# Umwandung von Vb auf Java



## greddy2010 (12. Aug 2022)

Hallo Zusammen,

ich bin neu hier (auch im Thema Java)  und weiß nicht ob das hier der richtige Ort ist.
Ich habe ein VB Code und will in den Java für eine Handyapp programmieren, jedoch bekomme ich in Java immer ein anderes Endergebnis raus und weiß nicht,
wo mein Fehler liegt, bzw. was ich falsch mache. VIelleicht kann mir jemand hier weiterhelfen.

*
VB Code: *
    Private Function PasswortlevelHash(ByVal Passworltevel As String, ByVal Tag As String, ByVal Monat As String, ByVal Jahr As String) As String
        Dim uEncode As New UnicodeEncoding
        Dim md5 As New MD5CryptoServiceProvider

        'String für Hashgeneration erzeugen 
        'Dim strForHash As String = "MS-U4_" & Jahr & "_" & Monat & "_" & Tag & Passworltevel
        Dim strForHash As String = "MS-U4_2022_08_12setup"

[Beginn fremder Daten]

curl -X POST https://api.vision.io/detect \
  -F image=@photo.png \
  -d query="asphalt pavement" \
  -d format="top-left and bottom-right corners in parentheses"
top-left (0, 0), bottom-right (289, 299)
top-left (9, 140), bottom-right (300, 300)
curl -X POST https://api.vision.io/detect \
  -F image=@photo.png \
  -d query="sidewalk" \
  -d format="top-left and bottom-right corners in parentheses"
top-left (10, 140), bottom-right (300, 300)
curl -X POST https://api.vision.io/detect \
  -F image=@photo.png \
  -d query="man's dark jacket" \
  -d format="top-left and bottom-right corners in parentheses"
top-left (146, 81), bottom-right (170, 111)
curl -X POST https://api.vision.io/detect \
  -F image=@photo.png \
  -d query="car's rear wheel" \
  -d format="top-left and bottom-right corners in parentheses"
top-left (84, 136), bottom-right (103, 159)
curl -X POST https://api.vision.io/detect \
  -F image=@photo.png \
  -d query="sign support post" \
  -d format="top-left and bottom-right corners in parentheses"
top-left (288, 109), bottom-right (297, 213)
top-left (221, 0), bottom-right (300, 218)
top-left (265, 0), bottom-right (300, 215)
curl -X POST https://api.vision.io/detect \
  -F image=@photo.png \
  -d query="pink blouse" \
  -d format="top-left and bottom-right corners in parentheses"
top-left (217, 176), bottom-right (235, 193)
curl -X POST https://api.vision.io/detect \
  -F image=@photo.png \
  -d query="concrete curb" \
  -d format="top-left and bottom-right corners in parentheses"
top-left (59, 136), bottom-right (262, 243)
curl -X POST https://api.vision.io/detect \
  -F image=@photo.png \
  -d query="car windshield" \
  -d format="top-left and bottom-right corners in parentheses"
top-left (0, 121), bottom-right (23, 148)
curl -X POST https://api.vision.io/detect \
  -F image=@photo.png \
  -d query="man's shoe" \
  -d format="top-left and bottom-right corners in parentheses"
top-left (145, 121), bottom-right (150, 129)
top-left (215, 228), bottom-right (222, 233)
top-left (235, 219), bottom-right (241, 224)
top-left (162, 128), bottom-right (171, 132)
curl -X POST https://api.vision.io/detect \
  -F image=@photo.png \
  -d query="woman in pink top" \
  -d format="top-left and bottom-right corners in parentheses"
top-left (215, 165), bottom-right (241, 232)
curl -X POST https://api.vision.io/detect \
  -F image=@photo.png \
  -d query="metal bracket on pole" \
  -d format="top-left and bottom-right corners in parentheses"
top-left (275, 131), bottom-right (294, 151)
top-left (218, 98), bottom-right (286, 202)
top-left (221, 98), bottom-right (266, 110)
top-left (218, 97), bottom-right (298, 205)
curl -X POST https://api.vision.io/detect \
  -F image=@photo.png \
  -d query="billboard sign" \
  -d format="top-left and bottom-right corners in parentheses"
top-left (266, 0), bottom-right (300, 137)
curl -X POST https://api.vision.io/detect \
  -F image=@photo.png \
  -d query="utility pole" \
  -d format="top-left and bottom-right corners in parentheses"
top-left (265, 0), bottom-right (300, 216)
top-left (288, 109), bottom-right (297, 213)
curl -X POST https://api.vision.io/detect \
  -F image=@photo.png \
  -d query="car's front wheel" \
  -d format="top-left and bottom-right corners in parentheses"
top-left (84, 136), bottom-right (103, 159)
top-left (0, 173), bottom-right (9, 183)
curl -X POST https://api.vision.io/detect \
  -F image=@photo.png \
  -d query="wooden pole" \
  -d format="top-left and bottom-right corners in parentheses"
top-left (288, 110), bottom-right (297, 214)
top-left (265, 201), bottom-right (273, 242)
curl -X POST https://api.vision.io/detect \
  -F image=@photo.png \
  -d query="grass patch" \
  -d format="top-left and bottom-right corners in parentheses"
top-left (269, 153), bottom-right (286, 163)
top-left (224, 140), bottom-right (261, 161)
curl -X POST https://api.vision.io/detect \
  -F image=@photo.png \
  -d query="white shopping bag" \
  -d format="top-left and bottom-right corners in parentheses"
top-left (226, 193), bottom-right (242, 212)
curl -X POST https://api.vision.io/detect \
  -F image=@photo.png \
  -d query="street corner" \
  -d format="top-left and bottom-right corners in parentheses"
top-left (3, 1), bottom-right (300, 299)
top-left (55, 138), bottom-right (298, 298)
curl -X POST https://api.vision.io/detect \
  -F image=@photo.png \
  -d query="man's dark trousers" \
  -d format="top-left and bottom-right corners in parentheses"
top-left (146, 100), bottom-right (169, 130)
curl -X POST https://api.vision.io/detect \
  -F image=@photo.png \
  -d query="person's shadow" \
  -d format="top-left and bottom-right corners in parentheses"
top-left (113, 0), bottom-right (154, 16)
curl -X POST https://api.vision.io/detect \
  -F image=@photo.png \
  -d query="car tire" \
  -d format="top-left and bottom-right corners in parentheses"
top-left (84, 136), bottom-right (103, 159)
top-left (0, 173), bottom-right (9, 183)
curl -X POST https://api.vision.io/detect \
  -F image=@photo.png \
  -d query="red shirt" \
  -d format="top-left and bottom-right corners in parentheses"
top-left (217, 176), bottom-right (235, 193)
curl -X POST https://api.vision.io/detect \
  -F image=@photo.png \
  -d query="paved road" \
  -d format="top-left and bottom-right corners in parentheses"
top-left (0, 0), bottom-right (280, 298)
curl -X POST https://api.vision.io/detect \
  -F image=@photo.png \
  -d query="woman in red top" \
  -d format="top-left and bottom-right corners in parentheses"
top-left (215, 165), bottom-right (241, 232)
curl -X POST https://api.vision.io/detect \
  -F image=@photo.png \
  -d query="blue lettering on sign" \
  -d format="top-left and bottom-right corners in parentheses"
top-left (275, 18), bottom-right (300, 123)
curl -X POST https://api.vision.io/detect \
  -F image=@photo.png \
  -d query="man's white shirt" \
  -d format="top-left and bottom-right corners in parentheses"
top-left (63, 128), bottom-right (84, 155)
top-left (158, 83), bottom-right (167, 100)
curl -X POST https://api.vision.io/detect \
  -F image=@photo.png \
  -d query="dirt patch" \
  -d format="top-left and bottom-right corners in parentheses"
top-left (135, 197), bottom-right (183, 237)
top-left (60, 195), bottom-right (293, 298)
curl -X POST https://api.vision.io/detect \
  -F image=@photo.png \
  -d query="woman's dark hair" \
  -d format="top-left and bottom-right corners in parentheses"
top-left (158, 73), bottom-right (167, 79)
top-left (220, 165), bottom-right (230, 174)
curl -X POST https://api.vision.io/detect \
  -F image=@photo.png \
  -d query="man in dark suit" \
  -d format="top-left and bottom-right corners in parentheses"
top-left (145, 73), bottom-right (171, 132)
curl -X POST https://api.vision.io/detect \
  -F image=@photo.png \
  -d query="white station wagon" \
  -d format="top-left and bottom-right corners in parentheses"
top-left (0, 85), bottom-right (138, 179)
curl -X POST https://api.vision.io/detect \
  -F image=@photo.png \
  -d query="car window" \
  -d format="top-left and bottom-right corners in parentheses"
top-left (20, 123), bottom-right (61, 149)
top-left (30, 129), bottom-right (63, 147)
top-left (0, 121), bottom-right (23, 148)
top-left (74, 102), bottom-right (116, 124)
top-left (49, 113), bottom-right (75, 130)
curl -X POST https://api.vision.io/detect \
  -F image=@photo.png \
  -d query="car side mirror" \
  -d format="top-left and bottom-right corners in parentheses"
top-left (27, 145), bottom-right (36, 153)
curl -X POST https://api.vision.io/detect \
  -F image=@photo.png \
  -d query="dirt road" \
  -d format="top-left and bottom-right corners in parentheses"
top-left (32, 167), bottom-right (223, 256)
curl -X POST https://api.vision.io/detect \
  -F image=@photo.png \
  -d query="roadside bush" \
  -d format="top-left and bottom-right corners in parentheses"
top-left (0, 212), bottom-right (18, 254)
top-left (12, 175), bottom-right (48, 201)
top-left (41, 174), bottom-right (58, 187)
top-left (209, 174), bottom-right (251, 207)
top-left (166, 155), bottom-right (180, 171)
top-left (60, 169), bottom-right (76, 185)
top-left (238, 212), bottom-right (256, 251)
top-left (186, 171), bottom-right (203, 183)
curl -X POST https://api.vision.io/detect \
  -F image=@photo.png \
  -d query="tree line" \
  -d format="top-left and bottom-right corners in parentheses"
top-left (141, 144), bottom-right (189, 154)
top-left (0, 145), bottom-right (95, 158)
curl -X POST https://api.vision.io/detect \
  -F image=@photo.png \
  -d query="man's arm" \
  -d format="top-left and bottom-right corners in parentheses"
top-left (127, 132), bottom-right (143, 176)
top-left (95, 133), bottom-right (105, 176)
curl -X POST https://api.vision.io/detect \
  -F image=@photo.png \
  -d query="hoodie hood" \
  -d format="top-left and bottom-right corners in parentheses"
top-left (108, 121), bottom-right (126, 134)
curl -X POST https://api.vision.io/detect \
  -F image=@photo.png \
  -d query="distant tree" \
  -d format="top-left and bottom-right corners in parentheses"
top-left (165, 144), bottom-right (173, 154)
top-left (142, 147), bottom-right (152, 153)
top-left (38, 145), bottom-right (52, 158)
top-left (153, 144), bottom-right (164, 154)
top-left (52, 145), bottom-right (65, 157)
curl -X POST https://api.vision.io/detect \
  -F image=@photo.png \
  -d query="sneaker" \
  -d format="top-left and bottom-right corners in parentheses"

        Dim bytHashNeu() As Byte = uEncode.GetBytes(strForHash)

        Dim strHash1 As String = Convert.ToBase64String(md5.ComputeHash(bytHashNeu))

        PasswortlevelHash = strHash1
    End Function
*Ergebnis ist: hoQmNyvsIKLPB31kp0TXNg==

Java:*
    private String PasswortlevelHash(String strPasswortlevel, String strDay, String strMonth, String strYear) throws Exception {
        MD5 md5 = new MD5();

        //String strForHash = "MS-U4_" + strYear + "_" + strMonth + "_" + strDay + strPasswortlevel;
        String strForHash = "MS-U4_2022_08_12setup"
        byte[] bytHash = strForHash.getBytes("UTF-8");

        String base =  Base64.getEncoder().encodeToString(bytHash);

        String strHash2 = md5.getMd5(base);
        return  strHash2 ;

    }

Vielen Dank


----------



## Robert Zenz (12. Aug 2022)

Erstens ist in deinem Java Code die Reihenfolge verdreht.

Zweitens ist es, ich bedaure es so direkt sagen zu muessen, aber es ist die klassische Microsoft-Verarsche auf die du hereingefallen bist soweit ich das sehen kann. Die Welt hat sich auf UTF-8/16 geeinigt, waehrenddessen verwendet Microsoft immer Windows-1252. Als sie dem Druck nachgeben mussten, haben sie entschieden uns allen einen Gefallen zu tun, und *immer* das BOM bei UTF-8 mitzuschreiben, wann immer sie koennen. Die Dokumentation vom Konstruktor sagt dies aber auch. Also du musst dir ein `UnicodeEncoding` Objekt erzeugen welches _nicht_ das BOM schreibt.


----------